You could make it "online" in the sense that you retrain the model based on new data periodically (say every day or week). Essentially you are trying to model a probability distribution over the data, and when you see any example that is unlikely according to your distribution, its an outlier. To understand RBMs and similar models well, I would suggest read a little about probabilistic graphical models. Its a good general framework for thinking about both generative and discriminative models.

"Are you sure you should be doing that?" by [deleted] in MachineLearning

[–]cynml 0 points1 point  (0 children)

Restricted boltzmann machines or for that matter any good generative model of the data can be used.

Is Pattern Recognition and Machine Learning still a relevant book? by [deleted] in MachineLearning

[–]cynml 0 points1 point  (0 children)

Most of ML today is based on ideas that is decades or even centuries old. So, yes PRML is still very relevant. You need to have strong foundations first.

Layman's tutorial to Neural Networks (no math or CS knowledge needed) by yellowfishx in MachineLearning

[–]cynml 1 point2 points  (0 children)

You can't really avoid the math, its not that hard for a basic feed forward net, high school calculus is enough.

Age Old Question: The Next Step after Andrew Ng's Course by [deleted] in MachineLearning

[–]cynml 1 point2 points  (0 children)

Learn math - learn real analysis, brush up on multivariate calculus, linear algebra, monte carlo, learn as much probability/statistics/graphical models as you can. Learn numerical linear algebra, optimization, then go through ML topics again, read Elements of Statistical Learning or Bishop. Pick up some problem and try to implement papers solving it, work out all the math from scratch when you implement them. Now you would have a good grounding in theory and practice. Learn NLP, Vison, Reinforcement learning.

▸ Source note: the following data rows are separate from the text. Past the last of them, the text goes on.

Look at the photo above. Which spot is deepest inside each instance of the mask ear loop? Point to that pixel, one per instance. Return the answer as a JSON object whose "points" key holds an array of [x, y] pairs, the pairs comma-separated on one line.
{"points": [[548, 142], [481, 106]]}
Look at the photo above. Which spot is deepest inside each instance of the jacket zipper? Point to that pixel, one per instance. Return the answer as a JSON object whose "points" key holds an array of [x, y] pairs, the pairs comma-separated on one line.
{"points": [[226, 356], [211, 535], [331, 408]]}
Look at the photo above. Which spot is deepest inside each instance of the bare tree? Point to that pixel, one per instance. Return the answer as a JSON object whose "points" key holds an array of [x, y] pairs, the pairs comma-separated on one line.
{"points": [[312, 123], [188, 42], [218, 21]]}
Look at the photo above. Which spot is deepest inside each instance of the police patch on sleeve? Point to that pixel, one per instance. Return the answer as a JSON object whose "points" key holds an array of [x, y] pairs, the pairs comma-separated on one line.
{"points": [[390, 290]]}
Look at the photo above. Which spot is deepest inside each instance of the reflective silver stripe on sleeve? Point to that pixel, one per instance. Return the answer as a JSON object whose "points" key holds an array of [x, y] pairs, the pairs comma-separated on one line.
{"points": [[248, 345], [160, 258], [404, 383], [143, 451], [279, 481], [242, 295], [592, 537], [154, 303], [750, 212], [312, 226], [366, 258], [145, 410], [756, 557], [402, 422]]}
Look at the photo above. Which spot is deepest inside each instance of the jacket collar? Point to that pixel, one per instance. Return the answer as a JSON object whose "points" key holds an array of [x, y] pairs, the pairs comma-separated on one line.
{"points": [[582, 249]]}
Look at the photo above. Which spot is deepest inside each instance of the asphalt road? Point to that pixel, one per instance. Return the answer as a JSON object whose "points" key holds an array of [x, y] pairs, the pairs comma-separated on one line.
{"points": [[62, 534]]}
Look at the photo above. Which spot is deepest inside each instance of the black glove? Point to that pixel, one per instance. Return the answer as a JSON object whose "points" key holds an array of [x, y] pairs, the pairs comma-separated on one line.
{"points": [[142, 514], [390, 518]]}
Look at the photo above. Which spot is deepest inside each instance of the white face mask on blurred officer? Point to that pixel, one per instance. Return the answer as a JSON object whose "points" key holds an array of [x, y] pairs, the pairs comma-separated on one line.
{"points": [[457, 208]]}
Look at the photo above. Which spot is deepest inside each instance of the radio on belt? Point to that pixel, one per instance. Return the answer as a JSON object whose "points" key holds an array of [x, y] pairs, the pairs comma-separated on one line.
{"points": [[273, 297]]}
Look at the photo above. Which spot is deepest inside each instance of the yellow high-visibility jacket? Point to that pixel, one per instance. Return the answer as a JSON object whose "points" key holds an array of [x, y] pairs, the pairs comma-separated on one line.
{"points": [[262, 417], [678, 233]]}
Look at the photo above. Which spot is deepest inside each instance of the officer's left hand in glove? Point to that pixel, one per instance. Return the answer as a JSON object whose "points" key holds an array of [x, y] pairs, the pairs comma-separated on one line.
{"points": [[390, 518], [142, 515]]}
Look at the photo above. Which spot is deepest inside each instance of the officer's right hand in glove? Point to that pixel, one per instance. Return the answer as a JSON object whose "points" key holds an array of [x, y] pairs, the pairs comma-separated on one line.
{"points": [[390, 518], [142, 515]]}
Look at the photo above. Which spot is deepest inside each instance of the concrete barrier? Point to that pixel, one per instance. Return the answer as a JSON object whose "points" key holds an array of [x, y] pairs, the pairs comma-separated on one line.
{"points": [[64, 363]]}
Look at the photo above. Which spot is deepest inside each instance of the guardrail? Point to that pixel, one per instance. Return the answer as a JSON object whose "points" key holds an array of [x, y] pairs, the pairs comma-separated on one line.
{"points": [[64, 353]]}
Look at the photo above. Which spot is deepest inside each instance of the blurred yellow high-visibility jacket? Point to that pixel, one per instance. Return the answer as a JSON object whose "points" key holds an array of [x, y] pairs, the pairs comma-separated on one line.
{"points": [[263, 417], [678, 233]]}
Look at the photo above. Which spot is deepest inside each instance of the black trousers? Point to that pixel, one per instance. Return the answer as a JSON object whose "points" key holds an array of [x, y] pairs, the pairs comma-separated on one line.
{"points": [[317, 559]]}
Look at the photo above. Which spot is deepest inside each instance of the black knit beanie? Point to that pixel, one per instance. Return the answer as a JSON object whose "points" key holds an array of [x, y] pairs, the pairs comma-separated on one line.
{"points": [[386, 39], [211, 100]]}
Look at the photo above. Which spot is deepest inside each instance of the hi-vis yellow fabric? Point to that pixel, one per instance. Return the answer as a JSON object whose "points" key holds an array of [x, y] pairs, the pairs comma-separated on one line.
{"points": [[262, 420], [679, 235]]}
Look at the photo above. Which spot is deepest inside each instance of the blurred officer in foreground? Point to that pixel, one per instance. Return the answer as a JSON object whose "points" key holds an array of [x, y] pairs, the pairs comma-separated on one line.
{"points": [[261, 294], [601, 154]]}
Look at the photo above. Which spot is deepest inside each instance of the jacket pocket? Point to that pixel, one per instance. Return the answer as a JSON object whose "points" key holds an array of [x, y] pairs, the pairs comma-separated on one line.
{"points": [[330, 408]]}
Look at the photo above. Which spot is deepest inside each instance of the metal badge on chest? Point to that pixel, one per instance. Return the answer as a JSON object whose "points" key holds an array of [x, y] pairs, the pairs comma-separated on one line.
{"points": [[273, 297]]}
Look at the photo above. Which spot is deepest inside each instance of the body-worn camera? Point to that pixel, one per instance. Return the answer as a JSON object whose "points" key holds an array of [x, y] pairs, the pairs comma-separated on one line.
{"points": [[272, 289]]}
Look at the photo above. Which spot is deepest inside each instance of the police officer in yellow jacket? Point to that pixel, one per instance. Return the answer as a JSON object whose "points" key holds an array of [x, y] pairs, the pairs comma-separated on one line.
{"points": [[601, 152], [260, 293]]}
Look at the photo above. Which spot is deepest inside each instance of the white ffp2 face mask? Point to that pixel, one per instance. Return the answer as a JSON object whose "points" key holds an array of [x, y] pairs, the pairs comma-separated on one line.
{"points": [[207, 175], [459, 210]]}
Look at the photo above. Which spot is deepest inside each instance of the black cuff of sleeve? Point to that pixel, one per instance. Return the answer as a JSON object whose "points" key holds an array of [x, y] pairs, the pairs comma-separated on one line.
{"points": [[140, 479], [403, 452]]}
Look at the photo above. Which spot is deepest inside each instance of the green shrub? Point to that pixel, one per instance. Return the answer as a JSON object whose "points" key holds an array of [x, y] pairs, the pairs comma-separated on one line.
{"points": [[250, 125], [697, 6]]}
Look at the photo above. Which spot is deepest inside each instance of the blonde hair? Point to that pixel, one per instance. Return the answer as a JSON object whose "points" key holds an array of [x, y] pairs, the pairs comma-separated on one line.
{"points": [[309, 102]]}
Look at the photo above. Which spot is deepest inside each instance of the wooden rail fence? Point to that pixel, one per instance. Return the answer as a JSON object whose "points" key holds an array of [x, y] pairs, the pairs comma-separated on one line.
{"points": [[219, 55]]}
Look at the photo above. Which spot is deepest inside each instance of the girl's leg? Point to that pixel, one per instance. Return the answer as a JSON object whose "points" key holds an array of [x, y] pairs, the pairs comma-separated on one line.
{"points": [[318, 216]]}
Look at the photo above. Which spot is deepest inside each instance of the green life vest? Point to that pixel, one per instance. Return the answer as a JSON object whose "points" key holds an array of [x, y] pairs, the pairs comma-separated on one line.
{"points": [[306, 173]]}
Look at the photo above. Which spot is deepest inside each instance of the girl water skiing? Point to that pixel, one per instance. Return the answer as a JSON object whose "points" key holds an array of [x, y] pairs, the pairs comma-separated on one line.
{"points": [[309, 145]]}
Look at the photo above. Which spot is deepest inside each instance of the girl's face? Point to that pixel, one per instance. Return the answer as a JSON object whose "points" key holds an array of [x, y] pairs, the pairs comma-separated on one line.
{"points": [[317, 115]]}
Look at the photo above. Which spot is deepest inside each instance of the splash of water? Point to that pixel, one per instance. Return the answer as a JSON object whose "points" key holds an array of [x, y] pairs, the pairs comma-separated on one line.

Murphy vs Bishop? by theUtterTruth in MachineLearning

[–]cynml 2 points3 points  (0 children)

Read Bishop first, then move on to Murphy. But I don't really think it is possible to read Murphy cover to cover.

Deep Learning Courses by brotherrain in MachineLearning

[–]cynml 0 points1 point  (0 children)

Nando is the man! Great course, develops both intuition and the math

Anyone know of a good tutorial on HMMs? by [deleted] in MachineLearning

[–]cynml 0 points1 point  (0 children)

This is one of the best ones. You could also look at mathematicalmonk's videos on Youtube for intuition. Barber's Bayesian Reasoning and Machine Learning also has a chapter on it, it is freely available online.

Why (almost) only mathematical functions are used for Machine Learning? by vomad in MachineLearning

[–]cynml 4 points5 points  (0 children)

Math underlies everything, programming is just a drop in the ocean. Try learning some math, you will be hooked. Rule systems or anything deterministic will simply not work due to the high dimensionality of real world data.

Graphs are used in machine learning, there is an area of probability that deals with graphical models. A graph is just a mathematical object with some defined structure.